Faltando 15 dias para estrear na Série C, o CRB mais uma vez não faz uma preparação para disputar a competição, da qual quase cai no ano passado. Falta determinação – para não dizer organização e comando – ao Alvirrubro, onde os problemas estouram todos os dias, com reflexos profundos no rendimento da equipe dentro de campo.
Aliás, o CRB é um clube no momento tão diferente da conjuntura nacional que até as coisas lá dentro estão sendo tratadas na base da bala, segundo denunciou o complicado técnico Celso Teixeira. Seria de bom alvitre que os que usam a arma no Galo a usassem também para que o clube se fizesse respeitar por sua tradição, não se humilhando numa competição com o Campeonato do Nordeste, que pouco tem a referenciar seus participantes, pelo menos nesse retorno.
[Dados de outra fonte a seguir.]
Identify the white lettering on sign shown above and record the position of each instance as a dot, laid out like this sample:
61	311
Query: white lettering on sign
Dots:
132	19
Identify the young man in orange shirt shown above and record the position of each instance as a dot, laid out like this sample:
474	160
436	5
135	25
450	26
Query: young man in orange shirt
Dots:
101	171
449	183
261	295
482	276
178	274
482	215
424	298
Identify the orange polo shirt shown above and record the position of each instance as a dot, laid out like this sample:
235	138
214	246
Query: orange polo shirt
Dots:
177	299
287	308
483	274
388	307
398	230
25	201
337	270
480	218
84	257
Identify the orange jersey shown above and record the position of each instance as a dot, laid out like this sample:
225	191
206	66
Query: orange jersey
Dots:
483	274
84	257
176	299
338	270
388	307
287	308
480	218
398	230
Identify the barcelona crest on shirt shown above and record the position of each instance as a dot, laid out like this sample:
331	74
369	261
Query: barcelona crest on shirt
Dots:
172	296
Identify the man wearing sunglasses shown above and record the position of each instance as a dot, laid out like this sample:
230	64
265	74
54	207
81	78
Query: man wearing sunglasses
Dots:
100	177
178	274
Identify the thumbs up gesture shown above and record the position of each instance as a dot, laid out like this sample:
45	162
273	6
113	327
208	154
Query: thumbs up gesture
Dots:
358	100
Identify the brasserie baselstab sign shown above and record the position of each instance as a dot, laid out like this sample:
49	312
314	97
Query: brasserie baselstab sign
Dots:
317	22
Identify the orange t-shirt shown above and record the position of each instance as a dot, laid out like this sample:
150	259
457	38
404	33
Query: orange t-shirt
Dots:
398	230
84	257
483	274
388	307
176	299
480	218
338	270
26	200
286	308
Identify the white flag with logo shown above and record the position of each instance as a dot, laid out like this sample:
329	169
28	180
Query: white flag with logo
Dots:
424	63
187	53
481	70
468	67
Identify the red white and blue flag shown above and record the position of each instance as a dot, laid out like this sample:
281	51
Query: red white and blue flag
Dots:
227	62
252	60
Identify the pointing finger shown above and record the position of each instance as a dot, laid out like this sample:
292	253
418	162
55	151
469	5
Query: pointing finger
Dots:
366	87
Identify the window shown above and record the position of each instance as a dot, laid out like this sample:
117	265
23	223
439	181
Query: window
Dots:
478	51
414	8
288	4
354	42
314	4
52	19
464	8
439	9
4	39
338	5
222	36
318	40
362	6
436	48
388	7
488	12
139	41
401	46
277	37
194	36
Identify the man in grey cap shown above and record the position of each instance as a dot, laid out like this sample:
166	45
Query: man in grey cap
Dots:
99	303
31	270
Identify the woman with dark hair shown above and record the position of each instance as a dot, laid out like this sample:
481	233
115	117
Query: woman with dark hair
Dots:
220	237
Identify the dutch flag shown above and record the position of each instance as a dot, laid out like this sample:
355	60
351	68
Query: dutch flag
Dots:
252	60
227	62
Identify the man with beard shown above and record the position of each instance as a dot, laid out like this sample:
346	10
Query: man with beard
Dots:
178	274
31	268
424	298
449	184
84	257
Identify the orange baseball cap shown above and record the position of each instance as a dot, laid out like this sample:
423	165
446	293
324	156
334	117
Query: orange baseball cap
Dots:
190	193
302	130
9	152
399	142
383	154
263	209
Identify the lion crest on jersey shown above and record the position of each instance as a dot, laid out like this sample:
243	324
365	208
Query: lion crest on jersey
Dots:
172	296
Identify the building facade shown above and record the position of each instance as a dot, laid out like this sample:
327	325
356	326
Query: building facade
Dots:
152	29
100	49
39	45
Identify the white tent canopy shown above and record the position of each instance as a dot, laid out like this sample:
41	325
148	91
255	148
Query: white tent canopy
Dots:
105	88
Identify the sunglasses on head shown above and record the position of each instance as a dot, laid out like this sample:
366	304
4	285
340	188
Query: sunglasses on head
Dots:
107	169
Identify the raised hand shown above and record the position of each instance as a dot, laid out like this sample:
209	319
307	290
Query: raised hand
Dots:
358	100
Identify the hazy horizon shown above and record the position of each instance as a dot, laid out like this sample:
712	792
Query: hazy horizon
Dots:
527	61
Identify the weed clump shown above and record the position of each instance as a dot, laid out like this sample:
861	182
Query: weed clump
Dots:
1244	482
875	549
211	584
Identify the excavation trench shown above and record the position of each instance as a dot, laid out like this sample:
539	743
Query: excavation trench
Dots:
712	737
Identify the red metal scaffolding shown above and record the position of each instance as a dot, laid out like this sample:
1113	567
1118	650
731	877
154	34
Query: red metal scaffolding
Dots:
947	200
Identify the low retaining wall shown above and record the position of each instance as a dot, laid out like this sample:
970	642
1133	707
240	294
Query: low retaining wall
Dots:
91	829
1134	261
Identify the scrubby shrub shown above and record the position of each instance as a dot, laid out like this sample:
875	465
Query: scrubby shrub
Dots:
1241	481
Mas mesmo assim o CRB decepciona, perdendo em casa para um time medíocre como esse “expressinho” do Bahia.
Li um comentário de um torcedor num site desses de notícias esportivas de que as coisas erradas só acontecem na Pajuçara pela falta de autoridade do presidente José Serafim, que está cercado de pessoas descom promissadas com a grandeza do clube e que vivem apenas em busca de espaço na imprensa esportiva. Não sei se é verdade. Sei apenas que tentei um contato com o Serafim para uma entrevista e nunca recebi resposta.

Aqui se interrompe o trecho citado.